А от Ежики отступились, когда он побледнел, покрылся капельками и сказал, что, как только начинает про такое думать, ему видится летящий на него поезд...
В общем, странно все это было. Но, с другой стороны, жителей Соловьевского района странности не удивляли. Такое уж, видать, это было место. С давних пор творилось тут всякое. То обнаруживался на местных лугах невесть откуда взявшийся табун золотистых низкорослых лошадок с гривами до копыт и очень умными глазами; то шлепался на болото крупный летательный аппарат с иллюминаторами по поясу и люди из него — с продолговатыми глазами, оливковой кожей и странным акцентом — скупали в раймаге неходовой консервированный напиток “Фрукты-ягоды”; то ясным утром, без намека на дождик, возникало в небе чудное переплетение десятка радуг...

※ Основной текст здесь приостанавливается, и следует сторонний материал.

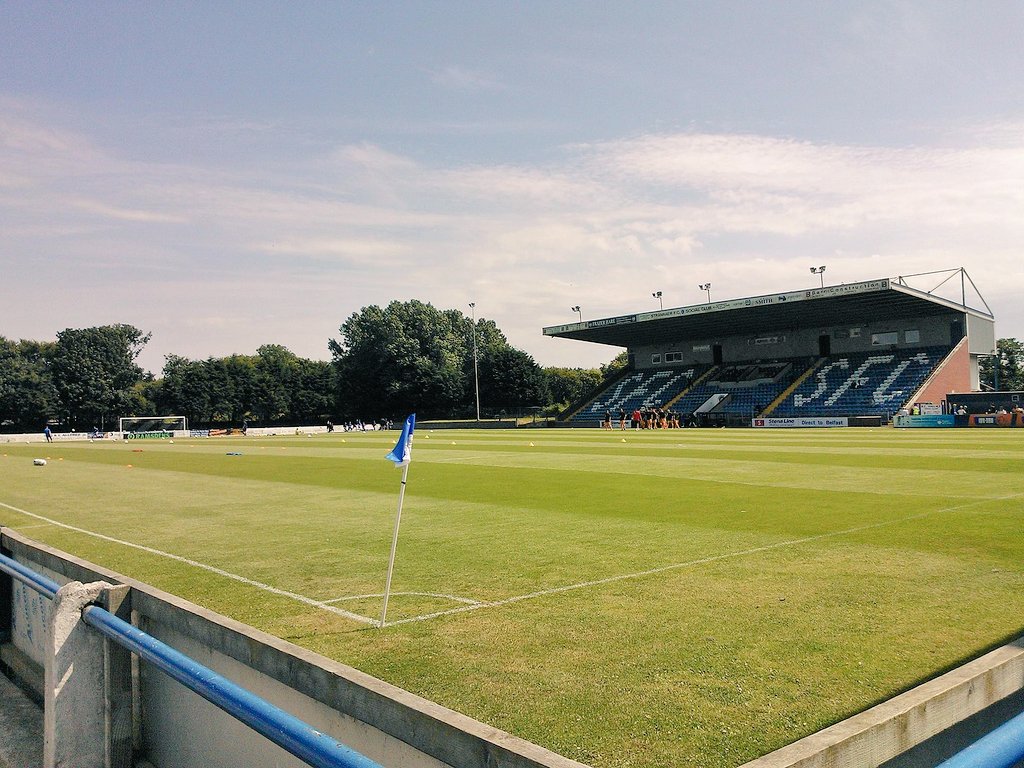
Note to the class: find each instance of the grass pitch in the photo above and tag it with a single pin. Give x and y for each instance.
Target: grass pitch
(678, 598)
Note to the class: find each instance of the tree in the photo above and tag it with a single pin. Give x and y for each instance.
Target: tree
(1010, 353)
(184, 389)
(94, 372)
(615, 365)
(28, 397)
(407, 356)
(510, 379)
(566, 385)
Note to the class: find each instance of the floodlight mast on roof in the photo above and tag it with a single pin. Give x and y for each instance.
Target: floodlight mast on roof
(820, 271)
(476, 376)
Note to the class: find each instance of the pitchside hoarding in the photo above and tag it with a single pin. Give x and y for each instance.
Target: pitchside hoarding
(802, 421)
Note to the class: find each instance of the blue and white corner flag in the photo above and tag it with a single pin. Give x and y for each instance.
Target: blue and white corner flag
(401, 454)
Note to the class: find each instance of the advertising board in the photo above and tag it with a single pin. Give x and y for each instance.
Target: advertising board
(926, 420)
(802, 421)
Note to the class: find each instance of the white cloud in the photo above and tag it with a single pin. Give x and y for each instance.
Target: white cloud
(293, 248)
(461, 79)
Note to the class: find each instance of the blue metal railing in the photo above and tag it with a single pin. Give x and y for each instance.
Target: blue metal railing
(1003, 748)
(299, 738)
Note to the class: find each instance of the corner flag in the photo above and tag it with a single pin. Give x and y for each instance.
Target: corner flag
(401, 454)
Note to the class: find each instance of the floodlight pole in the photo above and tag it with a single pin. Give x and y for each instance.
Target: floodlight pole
(476, 375)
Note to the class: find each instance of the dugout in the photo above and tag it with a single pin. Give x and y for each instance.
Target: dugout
(889, 313)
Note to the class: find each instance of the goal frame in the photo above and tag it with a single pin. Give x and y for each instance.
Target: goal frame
(165, 423)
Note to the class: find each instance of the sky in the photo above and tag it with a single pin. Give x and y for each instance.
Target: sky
(227, 175)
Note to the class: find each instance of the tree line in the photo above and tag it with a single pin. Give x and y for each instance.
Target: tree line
(387, 361)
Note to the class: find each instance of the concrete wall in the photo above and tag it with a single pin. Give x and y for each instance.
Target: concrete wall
(175, 728)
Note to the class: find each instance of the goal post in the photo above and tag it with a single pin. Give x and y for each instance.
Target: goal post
(152, 424)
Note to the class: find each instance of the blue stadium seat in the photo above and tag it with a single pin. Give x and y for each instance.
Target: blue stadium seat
(640, 389)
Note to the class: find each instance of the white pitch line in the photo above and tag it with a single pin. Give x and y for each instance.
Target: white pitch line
(453, 598)
(204, 566)
(689, 563)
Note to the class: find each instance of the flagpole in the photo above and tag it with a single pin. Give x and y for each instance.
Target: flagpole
(394, 544)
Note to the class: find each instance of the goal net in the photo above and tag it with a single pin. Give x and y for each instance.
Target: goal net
(152, 424)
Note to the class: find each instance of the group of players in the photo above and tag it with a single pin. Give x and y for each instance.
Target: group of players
(653, 418)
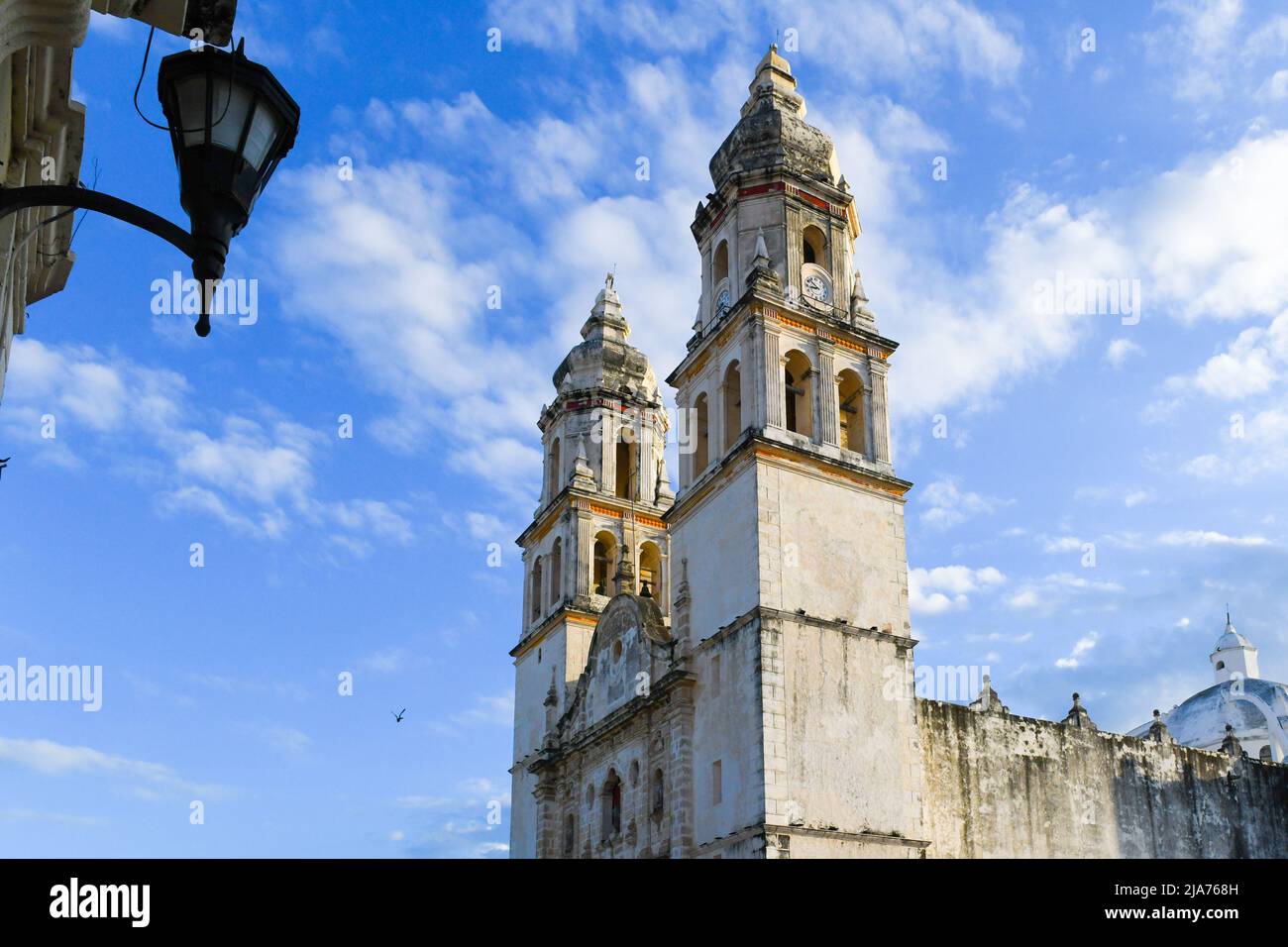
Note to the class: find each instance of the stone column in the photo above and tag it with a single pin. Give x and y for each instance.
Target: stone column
(644, 480)
(828, 425)
(608, 451)
(585, 556)
(681, 797)
(527, 594)
(772, 365)
(548, 817)
(880, 416)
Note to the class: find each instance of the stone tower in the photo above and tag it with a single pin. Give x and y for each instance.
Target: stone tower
(790, 517)
(597, 528)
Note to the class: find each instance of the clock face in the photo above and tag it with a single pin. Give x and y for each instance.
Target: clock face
(816, 287)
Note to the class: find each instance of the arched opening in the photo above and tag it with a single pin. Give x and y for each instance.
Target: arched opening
(799, 390)
(720, 292)
(850, 406)
(732, 393)
(812, 247)
(612, 804)
(557, 573)
(605, 557)
(700, 453)
(536, 589)
(649, 570)
(625, 458)
(553, 471)
(720, 263)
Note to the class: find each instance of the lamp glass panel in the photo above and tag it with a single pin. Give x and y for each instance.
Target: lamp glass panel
(228, 124)
(263, 132)
(191, 93)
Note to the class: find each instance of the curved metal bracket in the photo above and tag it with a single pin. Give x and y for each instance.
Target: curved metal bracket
(69, 196)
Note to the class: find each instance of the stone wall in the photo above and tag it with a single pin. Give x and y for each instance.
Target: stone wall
(1000, 787)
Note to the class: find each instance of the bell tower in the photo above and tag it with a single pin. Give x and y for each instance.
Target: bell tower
(789, 522)
(597, 527)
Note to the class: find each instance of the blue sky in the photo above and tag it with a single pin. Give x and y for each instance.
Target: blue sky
(1157, 158)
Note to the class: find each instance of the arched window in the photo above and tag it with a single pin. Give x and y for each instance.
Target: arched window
(732, 393)
(721, 296)
(553, 471)
(557, 573)
(649, 570)
(850, 403)
(612, 804)
(700, 453)
(720, 263)
(626, 455)
(799, 390)
(536, 587)
(812, 247)
(605, 556)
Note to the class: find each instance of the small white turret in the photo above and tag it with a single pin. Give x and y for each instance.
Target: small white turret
(1233, 656)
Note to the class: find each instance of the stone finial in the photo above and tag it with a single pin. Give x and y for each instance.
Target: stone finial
(988, 699)
(665, 495)
(682, 589)
(1158, 729)
(1231, 745)
(1078, 715)
(859, 300)
(605, 318)
(763, 273)
(583, 476)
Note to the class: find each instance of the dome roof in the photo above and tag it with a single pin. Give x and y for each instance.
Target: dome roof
(604, 361)
(1201, 720)
(773, 132)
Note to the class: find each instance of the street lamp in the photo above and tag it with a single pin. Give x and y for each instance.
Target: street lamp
(231, 124)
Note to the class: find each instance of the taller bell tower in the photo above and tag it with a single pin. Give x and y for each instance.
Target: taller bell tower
(789, 522)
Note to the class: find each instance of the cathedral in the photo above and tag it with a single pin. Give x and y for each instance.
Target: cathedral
(724, 669)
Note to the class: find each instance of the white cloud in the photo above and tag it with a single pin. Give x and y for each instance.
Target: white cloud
(1121, 350)
(48, 758)
(905, 42)
(1207, 538)
(947, 587)
(254, 475)
(947, 504)
(497, 710)
(1080, 650)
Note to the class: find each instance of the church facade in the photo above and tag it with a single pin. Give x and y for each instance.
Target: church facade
(725, 669)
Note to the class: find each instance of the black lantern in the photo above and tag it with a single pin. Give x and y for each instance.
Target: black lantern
(231, 123)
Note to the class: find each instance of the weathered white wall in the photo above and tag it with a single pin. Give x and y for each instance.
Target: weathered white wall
(846, 544)
(726, 728)
(845, 741)
(1009, 787)
(717, 539)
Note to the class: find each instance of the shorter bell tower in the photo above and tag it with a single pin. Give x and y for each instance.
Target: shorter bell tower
(596, 531)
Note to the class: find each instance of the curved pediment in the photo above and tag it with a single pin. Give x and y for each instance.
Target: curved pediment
(631, 647)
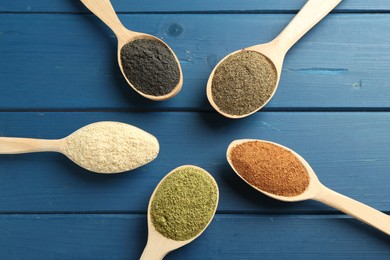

Газеты о таких штуках писали неохотно или не писали вовсе. Потому что, если нельзя что-нибудь объяснить и нельзя доказать, что это “что-нибудь” не бывает, остается одно — не упоминать совсем. Мол, и так люди привыкнут. И привыкли. К разговорам о туннеле и к тому, что время в Соловьях ежегодно отстает от столичного на шестнадцать с половиной минут, что при цветении черемухи здесь никогда не бывает холодов; и к тому, что во время ярмарки появляются иногда люди с нездешним говором, в странных одеждах и с чудныґми товарами...
 
Семейство Кукушкиных двигалось по дороге неторопливо: у бабушки побаливала спина. Филипп шел впереди, но тоже не спешил. Иногда его обгоняли знакомые ребята, в том числе и одноклассники. Они отпускали шуточки по поводу наряда. Естественно, из зависти. Филипп не реагировал.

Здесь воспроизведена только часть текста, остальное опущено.